Fusion des IRP - Fusion des CTE et CHSCT

FUSION DU CTE ET DU CHSCT : À LA RECHERCHE D’UN DIALOGUE SOCIAL EFFICIENT

Article rédigé le 04 avril 2019 par Me Guillaume Champenois

Réforme de la fonction publique : la fusion du CTE et du CHSCT ne remet pas en cause la représentation des personnels

 

La nécessité d’une représentation du personnel s’exprimant au travers d’institutions représentatives ne fait pas débat, c’est l’un des socles de la démocratie sociale.

Aujourd’hui, les établissements publics de santé appliquent tout à la fois le Code de la Santé publique pour le Comité technique d’établissement (CTE) et le Code du Travail pour le Comité d’Hygiène de santé et des conditions de travail ( CHSCT ).
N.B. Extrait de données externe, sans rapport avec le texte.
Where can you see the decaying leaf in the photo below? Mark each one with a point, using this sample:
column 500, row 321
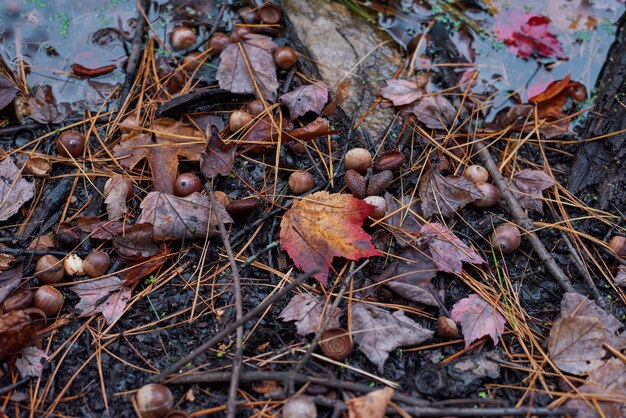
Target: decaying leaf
column 308, row 311
column 378, row 332
column 445, row 194
column 410, row 276
column 217, row 158
column 29, row 362
column 249, row 64
column 116, row 191
column 301, row 100
column 477, row 319
column 190, row 217
column 447, row 250
column 108, row 296
column 173, row 139
column 405, row 92
column 528, row 185
column 435, row 112
column 372, row 405
column 323, row 226
column 14, row 190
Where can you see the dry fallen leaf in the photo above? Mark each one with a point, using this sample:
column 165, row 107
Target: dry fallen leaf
column 108, row 296
column 378, row 332
column 301, row 100
column 308, row 311
column 372, row 405
column 249, row 64
column 173, row 139
column 477, row 319
column 190, row 217
column 447, row 250
column 14, row 190
column 322, row 226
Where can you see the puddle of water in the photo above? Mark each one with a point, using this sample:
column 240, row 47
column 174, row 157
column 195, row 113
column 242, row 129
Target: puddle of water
column 584, row 28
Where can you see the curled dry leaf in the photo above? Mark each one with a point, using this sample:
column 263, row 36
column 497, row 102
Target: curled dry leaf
column 218, row 157
column 378, row 332
column 249, row 64
column 29, row 362
column 14, row 189
column 189, row 217
column 528, row 185
column 435, row 112
column 308, row 311
column 447, row 250
column 477, row 319
column 173, row 139
column 301, row 100
column 323, row 226
column 372, row 405
column 405, row 92
column 116, row 191
column 108, row 296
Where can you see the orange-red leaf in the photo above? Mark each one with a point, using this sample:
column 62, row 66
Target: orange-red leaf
column 323, row 226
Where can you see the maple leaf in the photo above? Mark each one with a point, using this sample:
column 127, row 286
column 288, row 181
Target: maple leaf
column 445, row 194
column 249, row 64
column 477, row 319
column 404, row 92
column 410, row 276
column 323, row 226
column 308, row 311
column 108, row 296
column 378, row 332
column 14, row 189
column 533, row 36
column 29, row 362
column 435, row 112
column 528, row 185
column 303, row 99
column 173, row 139
column 372, row 405
column 447, row 250
column 189, row 217
column 218, row 157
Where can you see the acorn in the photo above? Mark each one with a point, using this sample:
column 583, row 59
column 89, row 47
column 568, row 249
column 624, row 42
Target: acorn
column 299, row 406
column 96, row 263
column 218, row 42
column 301, row 182
column 239, row 120
column 182, row 37
column 491, row 195
column 49, row 269
column 618, row 245
column 507, row 238
column 285, row 57
column 154, row 400
column 358, row 159
column 380, row 206
column 336, row 344
column 49, row 300
column 71, row 143
column 476, row 173
column 186, row 184
column 73, row 265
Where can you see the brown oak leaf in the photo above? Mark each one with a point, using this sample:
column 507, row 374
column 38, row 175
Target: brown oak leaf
column 301, row 100
column 477, row 319
column 217, row 158
column 173, row 139
column 379, row 332
column 323, row 226
column 528, row 185
column 249, row 64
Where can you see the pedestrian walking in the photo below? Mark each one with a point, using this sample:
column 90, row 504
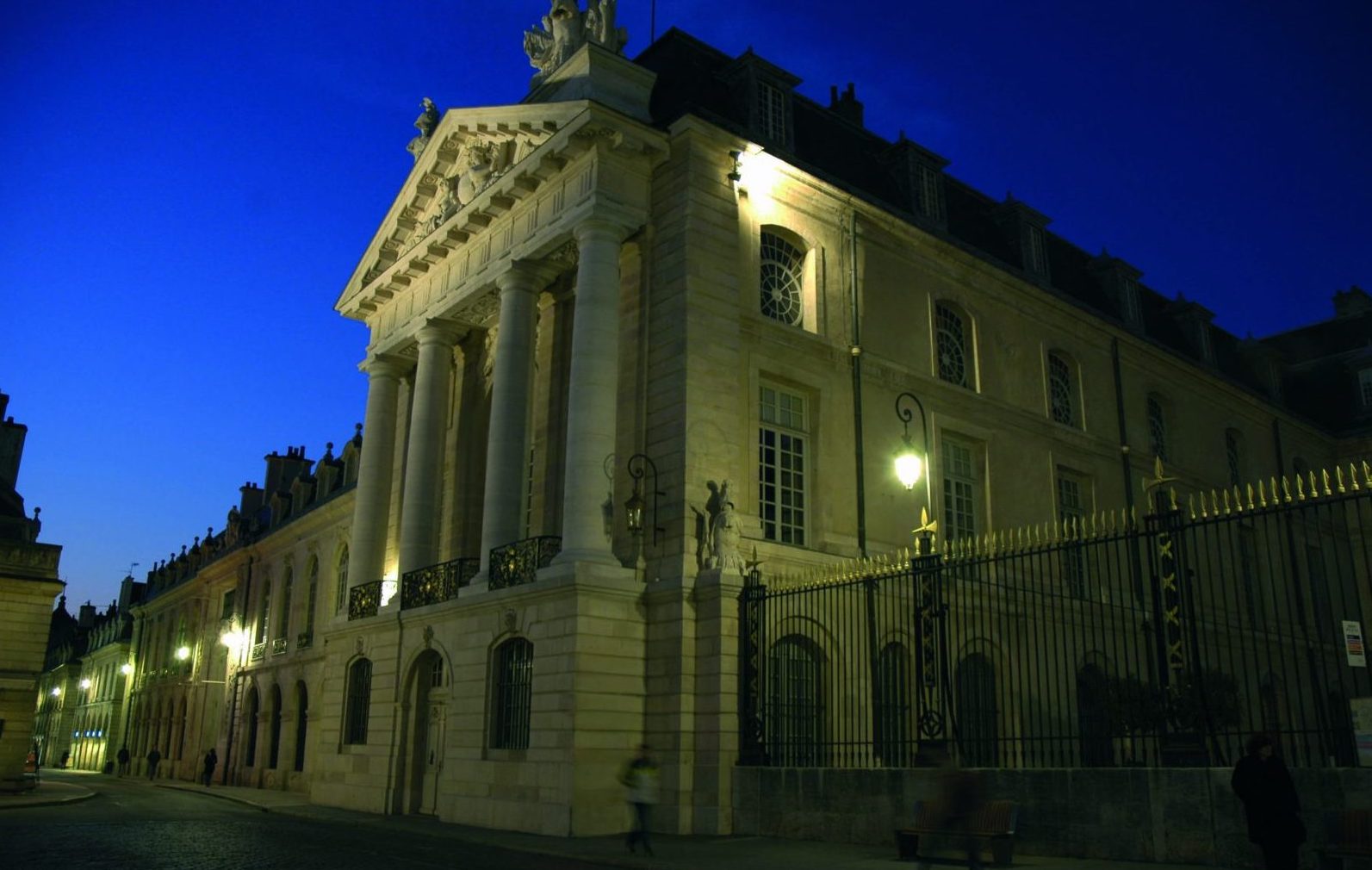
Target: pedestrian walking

En effet, conformément à l’article L.4111-1 du Code du Travail, la quatrième partie du Code du Travail relative à la santé et la sécurité au travail s’applique aux établissements visés à l’article 2 de la Loi n°86-33 du 9 janvier 1986.

Le projet de réforme de la Fonction publique prévoit la fusion du CHSCT et du CTE par la création d’un comité social d’administration d’établissement pour les établissements publics de santé à l’image de la création du Comité social et économique par l’Ordonnance n°2017-1386 du 22 septembre 2017.

Certaines voix syndicales s’élèvent contre ce projet arguant d’une attaque inacceptable contre la démocratie sociale.

Ce faisant, après un an de mise en place du Comité social et économique ( CSE ) dans le secteur privé, on constate que le dialogue social n’a pas disparu et que cette fusion du CHSCT, du CE et des délégués du personnel n’entrave en rien la possibilité de mettre en place au sein des entreprises un dialogue social efficient.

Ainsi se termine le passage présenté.